Stephen Layton is one of those conductors who achieves much by doing
little, or so it seemed here. In this demanding programme it was revealing
that the choirs relaxed confidence was not affected by some unwelcome
intrusions of sound from without and within the hall. For a 17 voice group
to sing James Macmillans Mairi, which divides into 16 parts, is
no minor task, especially as the music lives on quiet, dissonant clusters
that call for pinpoint accuracy with pitch. The atmosphere is of the mystic
Celtic kind, and even though there were some tiny wobbles of detail, the
performance worked because everyone was secure in individual and collective
purpose.

The concert included two utterly different settings of though lamentations
of Tallis from 16th century England and Ginastera from 20th century Argentina.
The latter is in three movements, the first a reckless depiction of anger,
the second a slow lament, and the third a gradual return to confidence.
In this compelling music the NCC was immediately responsive to Stephen
Laytons command of detail and dramatic design.
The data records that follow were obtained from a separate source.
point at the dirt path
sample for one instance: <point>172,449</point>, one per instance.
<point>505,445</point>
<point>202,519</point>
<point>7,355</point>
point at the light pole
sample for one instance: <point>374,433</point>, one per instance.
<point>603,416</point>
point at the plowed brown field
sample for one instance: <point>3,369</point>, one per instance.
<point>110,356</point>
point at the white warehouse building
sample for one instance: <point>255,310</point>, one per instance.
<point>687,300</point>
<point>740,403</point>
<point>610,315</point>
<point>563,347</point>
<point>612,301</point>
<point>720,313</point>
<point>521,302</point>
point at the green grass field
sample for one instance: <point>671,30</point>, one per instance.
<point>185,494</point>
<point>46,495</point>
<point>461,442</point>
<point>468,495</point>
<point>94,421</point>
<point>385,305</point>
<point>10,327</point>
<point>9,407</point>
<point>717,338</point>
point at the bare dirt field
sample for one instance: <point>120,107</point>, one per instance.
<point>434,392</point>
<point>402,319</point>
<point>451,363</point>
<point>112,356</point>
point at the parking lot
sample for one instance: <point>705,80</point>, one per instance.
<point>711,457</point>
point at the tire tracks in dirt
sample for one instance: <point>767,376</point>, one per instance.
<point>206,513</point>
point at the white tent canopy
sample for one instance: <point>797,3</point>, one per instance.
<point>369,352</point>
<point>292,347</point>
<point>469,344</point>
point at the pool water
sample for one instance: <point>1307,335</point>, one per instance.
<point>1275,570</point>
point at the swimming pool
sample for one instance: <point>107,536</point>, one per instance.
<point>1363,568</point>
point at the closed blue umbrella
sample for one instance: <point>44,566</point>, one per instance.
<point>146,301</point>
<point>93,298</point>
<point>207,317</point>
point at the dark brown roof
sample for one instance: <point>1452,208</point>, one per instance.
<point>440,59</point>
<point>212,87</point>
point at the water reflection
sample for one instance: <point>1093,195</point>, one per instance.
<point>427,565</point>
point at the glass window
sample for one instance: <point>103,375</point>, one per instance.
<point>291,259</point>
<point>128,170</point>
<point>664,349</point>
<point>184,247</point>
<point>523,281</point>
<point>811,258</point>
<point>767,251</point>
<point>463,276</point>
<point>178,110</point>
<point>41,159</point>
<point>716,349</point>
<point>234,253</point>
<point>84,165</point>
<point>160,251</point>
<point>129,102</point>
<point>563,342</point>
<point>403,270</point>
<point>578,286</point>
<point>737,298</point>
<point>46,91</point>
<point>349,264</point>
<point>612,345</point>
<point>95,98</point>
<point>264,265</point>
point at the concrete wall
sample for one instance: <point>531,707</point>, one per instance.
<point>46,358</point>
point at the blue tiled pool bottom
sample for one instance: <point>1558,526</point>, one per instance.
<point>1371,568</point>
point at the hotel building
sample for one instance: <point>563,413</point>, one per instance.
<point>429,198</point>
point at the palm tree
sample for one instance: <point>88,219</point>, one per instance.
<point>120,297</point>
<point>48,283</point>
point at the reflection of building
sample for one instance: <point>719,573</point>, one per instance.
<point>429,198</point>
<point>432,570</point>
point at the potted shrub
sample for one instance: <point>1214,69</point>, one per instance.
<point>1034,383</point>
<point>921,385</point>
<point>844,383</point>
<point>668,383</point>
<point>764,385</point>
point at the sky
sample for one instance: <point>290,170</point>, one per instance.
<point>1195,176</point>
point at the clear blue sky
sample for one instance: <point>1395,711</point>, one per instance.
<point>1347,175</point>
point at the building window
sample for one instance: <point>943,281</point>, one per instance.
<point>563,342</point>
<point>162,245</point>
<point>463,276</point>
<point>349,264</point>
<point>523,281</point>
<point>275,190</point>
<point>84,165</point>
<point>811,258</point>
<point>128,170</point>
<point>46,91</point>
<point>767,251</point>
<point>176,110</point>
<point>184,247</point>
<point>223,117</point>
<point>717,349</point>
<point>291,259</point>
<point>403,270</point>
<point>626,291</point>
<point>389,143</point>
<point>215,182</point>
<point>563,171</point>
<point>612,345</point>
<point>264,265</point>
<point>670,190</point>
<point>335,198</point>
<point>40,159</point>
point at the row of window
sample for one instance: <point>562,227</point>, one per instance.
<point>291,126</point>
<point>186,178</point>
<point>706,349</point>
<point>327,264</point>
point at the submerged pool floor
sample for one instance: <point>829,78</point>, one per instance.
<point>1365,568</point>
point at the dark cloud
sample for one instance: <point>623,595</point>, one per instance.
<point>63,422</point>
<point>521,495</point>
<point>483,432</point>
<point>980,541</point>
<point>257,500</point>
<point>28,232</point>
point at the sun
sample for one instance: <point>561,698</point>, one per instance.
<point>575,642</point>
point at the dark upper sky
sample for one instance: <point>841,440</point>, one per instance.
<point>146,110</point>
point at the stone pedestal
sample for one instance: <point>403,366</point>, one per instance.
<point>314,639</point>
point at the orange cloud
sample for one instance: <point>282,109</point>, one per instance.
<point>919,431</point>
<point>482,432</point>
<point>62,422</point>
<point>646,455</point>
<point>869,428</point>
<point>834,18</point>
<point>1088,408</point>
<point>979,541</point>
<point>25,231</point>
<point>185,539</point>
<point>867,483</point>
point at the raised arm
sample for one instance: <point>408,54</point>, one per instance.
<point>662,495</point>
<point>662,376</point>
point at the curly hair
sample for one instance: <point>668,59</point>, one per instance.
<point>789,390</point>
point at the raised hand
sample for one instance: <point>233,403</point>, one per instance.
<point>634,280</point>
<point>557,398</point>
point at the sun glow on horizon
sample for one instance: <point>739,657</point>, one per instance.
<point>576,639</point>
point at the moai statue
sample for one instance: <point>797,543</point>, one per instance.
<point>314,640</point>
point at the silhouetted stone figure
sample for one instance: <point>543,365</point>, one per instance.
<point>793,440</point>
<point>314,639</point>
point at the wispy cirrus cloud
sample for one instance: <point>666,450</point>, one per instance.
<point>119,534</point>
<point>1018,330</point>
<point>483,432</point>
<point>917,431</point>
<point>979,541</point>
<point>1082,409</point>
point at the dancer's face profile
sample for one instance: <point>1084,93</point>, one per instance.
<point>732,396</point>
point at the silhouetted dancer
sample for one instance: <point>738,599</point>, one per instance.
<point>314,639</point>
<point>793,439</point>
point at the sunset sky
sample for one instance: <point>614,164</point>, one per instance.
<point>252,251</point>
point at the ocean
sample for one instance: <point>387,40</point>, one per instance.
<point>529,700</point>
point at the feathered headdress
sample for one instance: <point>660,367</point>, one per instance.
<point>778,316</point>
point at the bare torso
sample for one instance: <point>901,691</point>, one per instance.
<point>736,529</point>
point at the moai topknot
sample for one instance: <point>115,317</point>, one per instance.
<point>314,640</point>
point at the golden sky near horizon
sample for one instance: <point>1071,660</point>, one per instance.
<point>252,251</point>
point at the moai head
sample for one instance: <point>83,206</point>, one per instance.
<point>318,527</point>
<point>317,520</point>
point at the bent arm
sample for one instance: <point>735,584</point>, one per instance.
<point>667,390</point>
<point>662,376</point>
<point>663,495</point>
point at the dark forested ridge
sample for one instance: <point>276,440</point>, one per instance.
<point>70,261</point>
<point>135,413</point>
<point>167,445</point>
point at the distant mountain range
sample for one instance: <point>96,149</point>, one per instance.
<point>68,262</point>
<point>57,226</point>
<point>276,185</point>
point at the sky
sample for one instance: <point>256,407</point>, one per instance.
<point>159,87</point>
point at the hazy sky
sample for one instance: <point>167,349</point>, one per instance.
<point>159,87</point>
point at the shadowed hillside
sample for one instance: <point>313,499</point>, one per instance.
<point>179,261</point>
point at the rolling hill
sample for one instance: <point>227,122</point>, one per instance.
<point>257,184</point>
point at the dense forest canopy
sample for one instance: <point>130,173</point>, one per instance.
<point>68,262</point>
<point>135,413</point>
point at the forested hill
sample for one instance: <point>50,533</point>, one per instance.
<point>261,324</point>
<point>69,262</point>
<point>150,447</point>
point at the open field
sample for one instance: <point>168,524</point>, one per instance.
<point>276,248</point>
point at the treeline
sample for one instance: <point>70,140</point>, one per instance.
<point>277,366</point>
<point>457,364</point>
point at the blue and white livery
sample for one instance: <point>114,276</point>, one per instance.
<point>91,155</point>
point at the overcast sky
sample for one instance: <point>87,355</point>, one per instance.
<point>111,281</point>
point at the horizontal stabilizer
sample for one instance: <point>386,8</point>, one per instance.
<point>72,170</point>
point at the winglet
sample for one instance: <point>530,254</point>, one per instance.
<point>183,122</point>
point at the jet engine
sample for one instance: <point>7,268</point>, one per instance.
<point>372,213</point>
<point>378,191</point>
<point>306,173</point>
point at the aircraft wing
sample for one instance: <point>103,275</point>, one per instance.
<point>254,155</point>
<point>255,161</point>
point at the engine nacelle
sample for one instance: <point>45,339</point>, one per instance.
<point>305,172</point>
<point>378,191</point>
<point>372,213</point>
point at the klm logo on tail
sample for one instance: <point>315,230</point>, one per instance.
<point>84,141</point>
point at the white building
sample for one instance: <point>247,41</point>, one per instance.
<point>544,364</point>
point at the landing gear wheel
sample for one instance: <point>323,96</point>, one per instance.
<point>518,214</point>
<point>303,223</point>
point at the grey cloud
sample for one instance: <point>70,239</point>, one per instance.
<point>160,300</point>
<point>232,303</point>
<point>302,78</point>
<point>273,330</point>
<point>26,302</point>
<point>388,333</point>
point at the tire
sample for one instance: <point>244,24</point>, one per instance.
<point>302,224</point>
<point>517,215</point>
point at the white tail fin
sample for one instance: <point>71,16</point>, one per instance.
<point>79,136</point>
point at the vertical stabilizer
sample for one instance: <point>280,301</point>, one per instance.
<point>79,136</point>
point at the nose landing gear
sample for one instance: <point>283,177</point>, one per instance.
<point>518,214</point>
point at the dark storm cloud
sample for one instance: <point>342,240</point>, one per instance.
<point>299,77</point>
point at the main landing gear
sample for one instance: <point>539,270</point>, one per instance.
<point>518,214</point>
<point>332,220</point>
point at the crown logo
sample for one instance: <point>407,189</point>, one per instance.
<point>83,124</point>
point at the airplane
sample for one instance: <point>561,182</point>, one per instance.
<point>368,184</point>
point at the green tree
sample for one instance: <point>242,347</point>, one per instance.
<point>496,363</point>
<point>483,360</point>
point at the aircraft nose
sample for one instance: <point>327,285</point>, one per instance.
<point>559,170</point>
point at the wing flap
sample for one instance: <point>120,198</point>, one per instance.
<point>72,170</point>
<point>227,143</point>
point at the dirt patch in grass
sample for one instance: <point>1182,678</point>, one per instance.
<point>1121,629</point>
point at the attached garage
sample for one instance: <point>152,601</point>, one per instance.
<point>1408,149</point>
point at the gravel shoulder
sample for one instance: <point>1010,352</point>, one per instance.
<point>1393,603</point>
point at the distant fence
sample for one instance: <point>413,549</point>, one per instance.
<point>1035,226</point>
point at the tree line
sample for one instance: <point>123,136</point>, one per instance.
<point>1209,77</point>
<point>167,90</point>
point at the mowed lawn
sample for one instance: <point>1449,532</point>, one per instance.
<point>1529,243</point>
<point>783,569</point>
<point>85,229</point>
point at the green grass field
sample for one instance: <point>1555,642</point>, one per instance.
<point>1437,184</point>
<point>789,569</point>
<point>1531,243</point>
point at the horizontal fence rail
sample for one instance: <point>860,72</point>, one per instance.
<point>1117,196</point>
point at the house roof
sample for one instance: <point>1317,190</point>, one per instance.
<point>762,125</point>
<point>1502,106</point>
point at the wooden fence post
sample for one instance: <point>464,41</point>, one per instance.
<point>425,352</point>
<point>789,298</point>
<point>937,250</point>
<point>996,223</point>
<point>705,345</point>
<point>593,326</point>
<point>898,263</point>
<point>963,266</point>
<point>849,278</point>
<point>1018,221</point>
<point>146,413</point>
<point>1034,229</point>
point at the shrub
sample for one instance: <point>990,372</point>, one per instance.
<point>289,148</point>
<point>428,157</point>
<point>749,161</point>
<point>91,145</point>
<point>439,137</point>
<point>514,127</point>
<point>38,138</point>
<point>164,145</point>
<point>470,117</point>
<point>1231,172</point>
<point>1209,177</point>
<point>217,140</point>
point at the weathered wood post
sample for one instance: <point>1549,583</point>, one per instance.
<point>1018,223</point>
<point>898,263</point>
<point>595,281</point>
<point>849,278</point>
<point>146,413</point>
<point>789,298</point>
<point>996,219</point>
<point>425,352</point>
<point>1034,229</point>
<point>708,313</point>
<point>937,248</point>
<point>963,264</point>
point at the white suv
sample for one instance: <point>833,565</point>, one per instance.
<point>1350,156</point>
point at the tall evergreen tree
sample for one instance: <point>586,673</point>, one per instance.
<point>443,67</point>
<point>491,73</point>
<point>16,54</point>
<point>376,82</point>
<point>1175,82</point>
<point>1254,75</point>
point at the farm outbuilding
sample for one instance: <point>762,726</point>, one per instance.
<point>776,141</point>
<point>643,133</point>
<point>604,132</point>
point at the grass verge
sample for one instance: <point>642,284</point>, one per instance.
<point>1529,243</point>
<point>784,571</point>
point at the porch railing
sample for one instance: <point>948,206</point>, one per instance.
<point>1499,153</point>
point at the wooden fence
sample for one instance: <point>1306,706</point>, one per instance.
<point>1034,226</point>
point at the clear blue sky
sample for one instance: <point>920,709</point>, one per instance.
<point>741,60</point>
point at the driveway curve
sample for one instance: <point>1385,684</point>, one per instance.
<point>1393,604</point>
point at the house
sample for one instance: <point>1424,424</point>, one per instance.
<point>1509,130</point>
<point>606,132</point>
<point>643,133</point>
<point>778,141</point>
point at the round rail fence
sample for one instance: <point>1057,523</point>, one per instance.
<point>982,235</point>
The Tallis was equally gripping, but in an utterly different way. Each
line of this intensely polyphonic music was independent, so that gritty
dissonances and twists of harmony spoke for themselves, with no need for
emphasis. The conductor sometimes moved just a finger; and to make a point
about pitch or dynamics he moved a bit more.

Here and in Arvo Parts Nunc Dimittis the control of diminuendos
was astonishing. Yet at all times there was an underlying charge; just
enough tension to make just the point throughout a programme which called
for cool heads and passionate certainty.